Skip to content

Syntax Fundamentals

Every character in a regex is either a literal (matches itself) or a metacharacter (has special meaning).

Only 12 metacharacters need escaping outside character classes:

\ ^ $ . | ? * + ( ) [ ] { }

Literals and Escaping

Most characters match themselves. To use a metacharacter literally, prefix with \.

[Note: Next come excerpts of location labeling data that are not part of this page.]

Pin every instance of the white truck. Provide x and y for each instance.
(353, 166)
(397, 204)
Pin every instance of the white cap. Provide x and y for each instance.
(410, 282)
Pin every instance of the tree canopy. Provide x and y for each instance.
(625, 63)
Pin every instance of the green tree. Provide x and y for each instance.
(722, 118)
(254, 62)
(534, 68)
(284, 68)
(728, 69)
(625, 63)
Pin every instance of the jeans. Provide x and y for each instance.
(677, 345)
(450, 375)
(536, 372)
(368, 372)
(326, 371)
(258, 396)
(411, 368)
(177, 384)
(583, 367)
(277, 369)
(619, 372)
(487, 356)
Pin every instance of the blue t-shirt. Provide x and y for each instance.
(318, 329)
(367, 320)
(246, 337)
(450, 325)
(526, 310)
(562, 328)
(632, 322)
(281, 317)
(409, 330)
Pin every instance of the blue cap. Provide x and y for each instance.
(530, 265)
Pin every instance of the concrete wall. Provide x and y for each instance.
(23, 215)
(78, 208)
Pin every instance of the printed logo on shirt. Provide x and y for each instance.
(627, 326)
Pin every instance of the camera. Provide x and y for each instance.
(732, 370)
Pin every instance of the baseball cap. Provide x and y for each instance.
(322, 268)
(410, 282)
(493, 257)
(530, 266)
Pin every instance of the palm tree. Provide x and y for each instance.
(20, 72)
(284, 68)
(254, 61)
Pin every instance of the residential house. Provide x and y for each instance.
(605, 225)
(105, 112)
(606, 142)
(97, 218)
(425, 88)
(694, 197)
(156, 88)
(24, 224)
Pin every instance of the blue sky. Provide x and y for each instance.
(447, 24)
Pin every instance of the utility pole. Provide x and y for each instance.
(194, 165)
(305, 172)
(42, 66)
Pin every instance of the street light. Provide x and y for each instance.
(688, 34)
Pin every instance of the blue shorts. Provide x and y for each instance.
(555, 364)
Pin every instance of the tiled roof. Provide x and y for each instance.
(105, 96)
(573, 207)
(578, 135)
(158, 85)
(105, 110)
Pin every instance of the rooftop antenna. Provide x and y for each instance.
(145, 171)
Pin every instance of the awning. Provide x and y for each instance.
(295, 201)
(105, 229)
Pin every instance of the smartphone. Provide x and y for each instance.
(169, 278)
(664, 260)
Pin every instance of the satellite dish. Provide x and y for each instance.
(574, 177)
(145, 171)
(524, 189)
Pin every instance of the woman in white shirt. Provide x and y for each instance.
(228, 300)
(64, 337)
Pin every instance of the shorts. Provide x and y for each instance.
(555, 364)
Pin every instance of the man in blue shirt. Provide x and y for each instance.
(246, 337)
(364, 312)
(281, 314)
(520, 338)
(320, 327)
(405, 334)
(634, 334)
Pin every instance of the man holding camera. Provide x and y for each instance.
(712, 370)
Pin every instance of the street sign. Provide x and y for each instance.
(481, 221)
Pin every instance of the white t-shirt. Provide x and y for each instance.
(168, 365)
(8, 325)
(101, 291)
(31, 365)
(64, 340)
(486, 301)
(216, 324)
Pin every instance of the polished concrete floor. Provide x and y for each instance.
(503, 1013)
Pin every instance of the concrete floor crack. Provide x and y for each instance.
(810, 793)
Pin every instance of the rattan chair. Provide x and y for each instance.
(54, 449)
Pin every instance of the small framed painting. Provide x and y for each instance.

hello\.world    # matches "hello.world" literally
                 # unescaped . would match "helloXworld" too

The Dot .

Matches any single character except a newline (unless the s / DOTALL flag is set).

Most Overused Token

The dot is the most overused token in regex. .* is greedy, slow on backtracking, and matches far more than you usually intend.
Use [^,]* or a specific character class wherever possible.


Escape Sequences

Sequence Matches Example
\n Newline (LF) "line1\nline2"
\r Carriage return Windows line endings
\t Tab TSV fields
\f Form feed Page breaks
\v Vertical tab Old format characters
\0 Null byte Binary data
\xHH Hex codepoint \x41A
\uHHHH Unicode (4-hex) \u00e9é
\u{HHHHH} Unicode (ES6 / u flag) \u{1F600} → 😀
\a Bell (PCRE) Terminal bell
\e Escape char (PCRE) ANSI escape sequences

The Structure of a Regex

Pattern:   /^(\d{1,3}\.){3}\d{1,3}$/i
            │  └──────────┘    └──────┘ └ flags
            │  group + quant   literal
            anchor

Every regex is a sequence of:

  • Atoms — a character, class, or group
  • Quantifiers — how many times an atom repeats
  • Anchors — zero-width position assertions
  • Alternation — the | OR operator between sequences

Syntax Across Flavors

Most engines share PCRE-ish syntax. Key divergences:

Feature JS Python Go PCRE
Named groups (?<name>…) (?P<name>…) (?P<name>…) (?<name>…)
Named backref \k<name> (?P=name) N/A \k<name>
Atomic group (?>…)
Lookbehind ES2018+
Unicode props /u flag \p{} via regex \p{}